On Mon, Apr 14, 2003 at 04:07:54PM +0200, Rotem Dan wrote:
Prior knowledge, background, and education. A lot of articles assume the reader is fairly (or even highly in the scientific articles) educated and knowledgeable in the subject of the article. For each article there should be an extensive background paragraph(s), which specifically states what the article is about, it's general field and it's uses in "Real life":
Linking is the right answer here, in my opinion. You shouldn't have to wade through a thorough grounding in computer science before reading about how LL parsers work. Instead, [[Computer science]] and [[Compilers]] should be prominently linked, along with each technical term used.
I think - * Everybody should be able to understand broadly what an article is describing (LL Parsers are a technique used in computer science to interpret text, or something. You get the idea, I'm sure)

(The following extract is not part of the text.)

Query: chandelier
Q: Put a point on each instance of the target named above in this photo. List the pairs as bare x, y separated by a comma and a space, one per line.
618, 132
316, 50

* Everybody should be able to learn whatever they need to understand any given article merely by clicking within wikipedia. Obviously this is a [[platonic]] wikipedia that has the sum of all human knowledge contained within it :-)
* Everybody should *not necessarily* be able to understand an article just by reading it
Oh, and many "borrowed" phrases from non-English languages are an inseparable part of English vocabulary, in my opinion. If I mean per se, or de facto, or de jure, I should be able to say so. Don't steal away the richness of the language for the sake of avoiding making people expand their vocabulary, please!